The mourning morning

Memory has vexed me of late, hence the suddenness of these prose spillings from life drawn of days passed.  Memory of yesterday, memory of yesteryear, memory of walking out the door and in the door.  Memory…  A curse and a blessing.  A road upon which we travel both willingly and unwillingly.  Memory…  Glance upon what is and what was.  Therein you realize its potent friendship and its spiteful devilry.  Memory…  Cut me deep and love me deeper.

Before each step reaches the sleeping grass drawn in winter’s brown, the telltale crunch of dry leaves and twigs already sounds into the cold air.  Measured footfalls carry me forward ever slowly, ever carefully.  Suspended on a carpet woven by nature and spread in all directions, I walk silently in the night.

Morning has yet to reach this place.  Gilt warms the eastern horizon with the day’s promise as friendly hues of amber and crimson reach into the sky with delicate fingers.  Too soon will the sun visit me, and too soon will it bring forth the hordes of those too frightened of the dark yet too brave in the light.  But for now, at least, the lake welcomes only me.

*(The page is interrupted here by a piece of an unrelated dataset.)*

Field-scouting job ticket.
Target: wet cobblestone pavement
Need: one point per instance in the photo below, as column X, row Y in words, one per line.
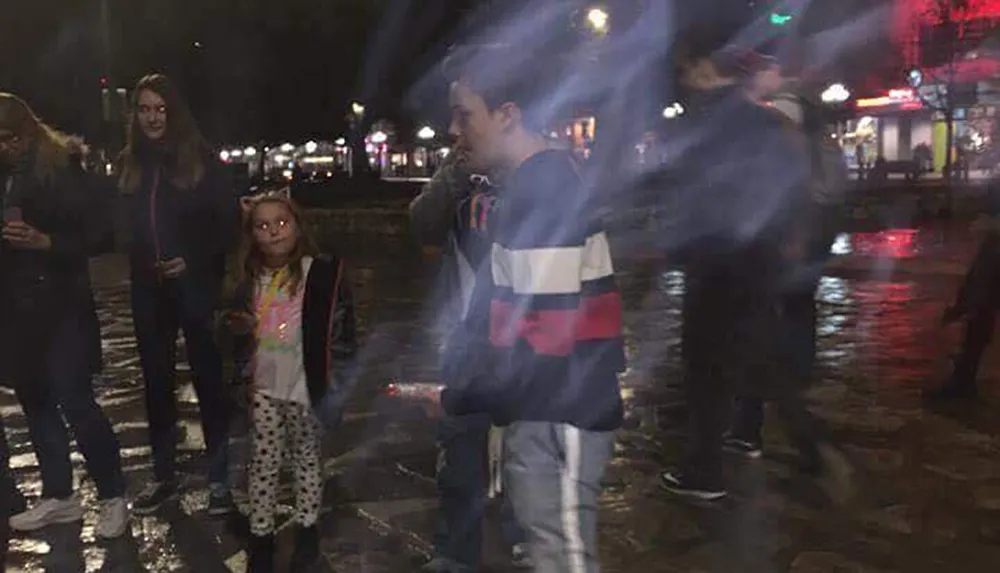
column 930, row 480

Perhaps in declaration of the dawn, a gull’s shrill cry echoes across the water.  I listen intently as the penetrating sound flies effortlessly to the opposite shore before returning.  Yet like the rapidly disappearing night, the avian exclamation dies on the cold morning air before its second life is lived.  So it shrieks again.  This time more voices fill the gossamer air, more gulls bellow into faint morning light.

Stirring only a short distance from shore, dark silhouettes of unidentifiable waterfowl tell me some have risen early for breakfast, while similar stirrings in the brush nearby tell me others have not yet taken their first steps of the day.  I look with eyes hungry to consume all that can be seen, and I listen with equally ravenous ears desirous of that which can only be heard.  And I continue walking.

Finally standing upon the pier above gentle waves lapping beneath me, a breeze caresses my cheek with cool affection.  It rushes by in carefree folly and the encounter is over before it begins, my skin left slightly cooler by the invisible lover.  Although I can not see it, I hear it fly along above the water’s surface, scatter a few dead leaves it wrestles along the way, and finally leap ashore not too distant from where I stand.  It’s gone even while I hope for its return, perhaps only to share the moment with such a free spirit.

I start at the nearness of another gull screeching into the night.  But the darkness draws to a close ever more quickly as an eager star claws its way toward daylight.  Over my shoulder toward the east, the sky offers new warmth.  I am reminded of a single candle burning on a desk, a wooden desk in an otherwise unlit home.  Flickering casts amiable shadows on the walls.  Sitting at that desk near to that candle, I picture myself wishing that its flame cease burning for but a moment more.

When I look again to the east, the candle has grown brighter still, and looking carefully toward the water reveals my own shadow drawn on a canvas of shadow.  Too soon will the day break.  I am not ready to leave the night, but I likewise doubt I have a choice.

As the gull again cries even nearer than before, I set my eyes upon its form floating lazily in the water only a stone’s throw away.  The dark can not stop me from seeing it clearly now, from seeing its eyes cast in my direction as its voice calls out one more time.  Harsh and wonderful, I let its greeting pass through me and around me, and I wear it like a blanket on a cool night in front of a campfire.

Is it loneliness, dearest bird, that makes you speak to me?  Or do you hope I have some offering upon which you might dine?  I hope it is the former and not the latter.

For both of us, my gull friend, cry aloud and cry often.  Let your voice shatter the morning like the rising sun.  Call out your desperation for companionship, for but a hint of attention from some other life, and I will share the moment with you here in this place.

Speaking for both of us, cry your heart out.  The lake will welcome your tears like rain.  I will welcome them like a brother.